Piper wriggled her hands out from under her thighs and picked up her wine. ‘I did,’ she said, before taking a large mouthful.

‘You did what?’

‘Fucking hell,’ Piper said. She couldn’t look at him. He was too close. And too hot and she might have had too much wine. ‘I did fancy you.’

‘You did not.’

She could hear the laugh in his voice. She looked at him. He looked incredulous, smile wide, eyes crinkling at the corners.

‘I was completely fucking batshit about you,’ she said. ‘From the day we met until the day I left.’

She’d definitely had too much wine. Fuck.

Rob was quiet. Staring at her. She forced herself to stare back. She’d never have been brave enough to do this back when they were teens, but she could maybe be brave enough now. Maybe.

‘When I walked into the reunion and I saw you…’ Rob said. ‘I couldn’t even approach you straight away. I couldn’t catch my breath. You looked… You looked so fucking gorgeous. And then later, when we were dancing, the light was shining on your dress – you were like a glitter ball.’ He stopped and shook his head. ‘Wait. I don’t mean—’

‘I know,’ Piper said, laughing, even though she was struggling to breathe too. He thought she was gorgeous. He’d really just said that. ‘It’s okay.’

‘Bright and shining and sparkling and…’ He drained his wine. ‘I’d always thought I was a dickhead for letting you just go off to London. For not telling you or asking you… I almost messaged you so many times. But then I thought, well, you left for a reason. You didn’t keep in touch for a reason. And I didn’t want to make you feel like you had to keep in touch or anything. Until I saw you on that show and I just thought “fuck it”.’

Piper stared at him. Fuck it. She stood and walked around the table towards him. He turned in his chair, but didn’t stand. He looked up at her, and his eyes were dark and focussed on her face.

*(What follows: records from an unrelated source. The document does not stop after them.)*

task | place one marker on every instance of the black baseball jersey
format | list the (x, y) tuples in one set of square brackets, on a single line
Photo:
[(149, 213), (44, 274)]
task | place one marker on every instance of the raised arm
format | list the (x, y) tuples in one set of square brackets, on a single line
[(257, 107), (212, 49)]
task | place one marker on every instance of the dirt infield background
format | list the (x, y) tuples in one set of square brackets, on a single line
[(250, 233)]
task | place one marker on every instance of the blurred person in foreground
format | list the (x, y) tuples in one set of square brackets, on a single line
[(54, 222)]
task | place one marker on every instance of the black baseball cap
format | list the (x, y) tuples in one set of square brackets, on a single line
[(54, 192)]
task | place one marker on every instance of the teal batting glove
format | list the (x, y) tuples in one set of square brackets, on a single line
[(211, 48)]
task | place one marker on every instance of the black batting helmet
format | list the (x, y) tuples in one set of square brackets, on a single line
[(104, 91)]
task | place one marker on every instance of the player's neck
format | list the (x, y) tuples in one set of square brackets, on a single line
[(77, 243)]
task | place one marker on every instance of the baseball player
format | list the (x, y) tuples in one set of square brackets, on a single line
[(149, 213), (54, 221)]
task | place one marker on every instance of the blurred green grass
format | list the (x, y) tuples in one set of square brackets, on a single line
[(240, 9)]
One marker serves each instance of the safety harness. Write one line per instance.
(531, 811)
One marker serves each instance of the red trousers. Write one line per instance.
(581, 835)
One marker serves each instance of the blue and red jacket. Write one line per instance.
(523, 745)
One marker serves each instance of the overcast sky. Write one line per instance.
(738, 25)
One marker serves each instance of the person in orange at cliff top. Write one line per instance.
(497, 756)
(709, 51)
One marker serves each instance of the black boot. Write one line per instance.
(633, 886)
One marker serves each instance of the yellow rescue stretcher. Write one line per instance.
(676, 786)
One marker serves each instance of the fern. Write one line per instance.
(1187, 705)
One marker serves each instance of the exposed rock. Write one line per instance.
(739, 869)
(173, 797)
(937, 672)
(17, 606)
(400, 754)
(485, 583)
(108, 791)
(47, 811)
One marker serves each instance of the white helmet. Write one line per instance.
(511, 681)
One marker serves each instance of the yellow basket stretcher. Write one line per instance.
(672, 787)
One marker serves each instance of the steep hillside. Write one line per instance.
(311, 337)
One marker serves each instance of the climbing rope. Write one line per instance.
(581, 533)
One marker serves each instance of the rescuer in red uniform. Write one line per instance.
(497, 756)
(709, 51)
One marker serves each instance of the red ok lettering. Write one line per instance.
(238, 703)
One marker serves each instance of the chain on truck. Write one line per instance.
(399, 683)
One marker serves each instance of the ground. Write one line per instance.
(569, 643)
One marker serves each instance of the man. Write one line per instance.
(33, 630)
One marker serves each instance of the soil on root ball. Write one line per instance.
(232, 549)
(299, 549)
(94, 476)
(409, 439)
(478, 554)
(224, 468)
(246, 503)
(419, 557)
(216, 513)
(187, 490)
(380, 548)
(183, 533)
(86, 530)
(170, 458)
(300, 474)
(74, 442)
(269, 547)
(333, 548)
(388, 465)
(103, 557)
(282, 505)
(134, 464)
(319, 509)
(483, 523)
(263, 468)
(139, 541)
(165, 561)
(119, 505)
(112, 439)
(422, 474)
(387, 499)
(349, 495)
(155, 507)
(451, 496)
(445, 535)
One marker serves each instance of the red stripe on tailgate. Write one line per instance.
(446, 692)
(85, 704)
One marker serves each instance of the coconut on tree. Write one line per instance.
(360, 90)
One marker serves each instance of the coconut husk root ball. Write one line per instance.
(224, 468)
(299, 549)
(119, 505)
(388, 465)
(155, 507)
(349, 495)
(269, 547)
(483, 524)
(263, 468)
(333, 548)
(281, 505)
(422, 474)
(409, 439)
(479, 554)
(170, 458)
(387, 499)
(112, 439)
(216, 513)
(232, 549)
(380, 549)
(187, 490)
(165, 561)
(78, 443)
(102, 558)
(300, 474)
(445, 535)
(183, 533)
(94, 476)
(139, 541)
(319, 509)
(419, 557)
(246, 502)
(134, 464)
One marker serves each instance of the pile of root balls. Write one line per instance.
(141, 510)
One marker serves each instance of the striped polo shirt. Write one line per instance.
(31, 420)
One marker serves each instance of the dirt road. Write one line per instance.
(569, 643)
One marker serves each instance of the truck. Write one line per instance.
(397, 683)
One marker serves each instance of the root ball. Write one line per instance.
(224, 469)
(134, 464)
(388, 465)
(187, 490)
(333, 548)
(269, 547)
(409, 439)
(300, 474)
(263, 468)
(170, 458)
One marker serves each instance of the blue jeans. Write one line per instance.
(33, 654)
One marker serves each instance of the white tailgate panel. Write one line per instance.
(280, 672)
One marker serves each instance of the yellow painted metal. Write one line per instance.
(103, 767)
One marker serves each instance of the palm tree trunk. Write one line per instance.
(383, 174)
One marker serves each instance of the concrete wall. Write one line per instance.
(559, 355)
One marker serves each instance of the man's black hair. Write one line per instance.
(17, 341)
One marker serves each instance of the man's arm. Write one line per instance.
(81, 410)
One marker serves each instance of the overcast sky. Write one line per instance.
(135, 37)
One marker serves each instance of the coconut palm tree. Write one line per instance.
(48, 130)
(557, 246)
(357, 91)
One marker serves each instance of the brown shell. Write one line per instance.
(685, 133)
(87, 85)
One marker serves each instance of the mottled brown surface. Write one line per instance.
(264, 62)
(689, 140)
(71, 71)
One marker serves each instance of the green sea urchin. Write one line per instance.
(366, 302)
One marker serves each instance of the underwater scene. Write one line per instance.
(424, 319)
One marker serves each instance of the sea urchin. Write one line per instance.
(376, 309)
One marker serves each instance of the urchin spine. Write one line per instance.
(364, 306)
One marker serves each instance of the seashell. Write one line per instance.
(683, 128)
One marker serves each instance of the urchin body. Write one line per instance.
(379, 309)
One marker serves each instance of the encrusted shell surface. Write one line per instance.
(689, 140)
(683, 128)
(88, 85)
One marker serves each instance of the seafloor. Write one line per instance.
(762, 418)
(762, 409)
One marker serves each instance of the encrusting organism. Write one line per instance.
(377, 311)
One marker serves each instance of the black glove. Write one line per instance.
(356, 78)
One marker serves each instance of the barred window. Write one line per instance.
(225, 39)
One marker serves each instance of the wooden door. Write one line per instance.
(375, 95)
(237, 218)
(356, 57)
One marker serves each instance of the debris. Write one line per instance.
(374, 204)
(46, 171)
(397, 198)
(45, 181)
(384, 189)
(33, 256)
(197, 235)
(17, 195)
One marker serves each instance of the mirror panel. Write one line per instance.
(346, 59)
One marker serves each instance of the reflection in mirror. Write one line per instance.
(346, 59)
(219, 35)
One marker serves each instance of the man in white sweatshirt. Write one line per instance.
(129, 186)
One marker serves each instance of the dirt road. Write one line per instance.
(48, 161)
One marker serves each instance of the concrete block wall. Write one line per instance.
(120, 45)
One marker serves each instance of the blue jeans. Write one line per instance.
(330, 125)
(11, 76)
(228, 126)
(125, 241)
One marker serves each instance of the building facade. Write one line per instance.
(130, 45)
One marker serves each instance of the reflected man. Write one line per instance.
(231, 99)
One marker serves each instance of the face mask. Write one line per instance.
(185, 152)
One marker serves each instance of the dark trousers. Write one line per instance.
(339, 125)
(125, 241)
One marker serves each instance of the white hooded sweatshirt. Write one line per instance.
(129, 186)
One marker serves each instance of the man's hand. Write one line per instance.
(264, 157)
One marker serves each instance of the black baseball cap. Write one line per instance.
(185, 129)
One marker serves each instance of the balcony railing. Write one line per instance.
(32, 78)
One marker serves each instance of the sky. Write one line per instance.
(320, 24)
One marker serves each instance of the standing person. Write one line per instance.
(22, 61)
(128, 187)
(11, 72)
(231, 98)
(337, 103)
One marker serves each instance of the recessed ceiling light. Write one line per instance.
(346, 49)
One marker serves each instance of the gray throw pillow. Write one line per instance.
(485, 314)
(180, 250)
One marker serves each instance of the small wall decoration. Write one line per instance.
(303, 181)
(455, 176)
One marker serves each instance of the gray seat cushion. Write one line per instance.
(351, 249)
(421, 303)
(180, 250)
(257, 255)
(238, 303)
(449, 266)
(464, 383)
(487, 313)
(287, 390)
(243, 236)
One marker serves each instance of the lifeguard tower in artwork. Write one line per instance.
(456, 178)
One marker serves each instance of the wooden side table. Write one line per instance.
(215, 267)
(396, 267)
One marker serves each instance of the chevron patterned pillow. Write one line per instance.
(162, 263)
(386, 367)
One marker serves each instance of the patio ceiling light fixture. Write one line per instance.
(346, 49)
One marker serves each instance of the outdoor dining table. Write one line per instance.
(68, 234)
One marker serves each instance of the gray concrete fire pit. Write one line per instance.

She grazed his jaw with her fingertips, brushed her thumb along his cheekbone. He spread his legs and she stepped into the V made by his thighs. He reached for her hand, intertwining his fingers with hers. He reached up with his other hand and Piper gasped as he grazed his thumb over her bottom lip. She wanted to kiss him, but at the same time she wanted to stretch the anticipation out forever.

Rob shifted in his seat, his thighs tightening either side of Piper’s legs, and she couldn’t wait any longer. She dipped her head and pressed her mouth to his and oh god. One of Rob’s arms wrapped around her waist, his hand curved around the back of her neck, and she sagged against him as his tongue slipped over her bottom lip.

‘Fuck,’ she breathed against his mouth.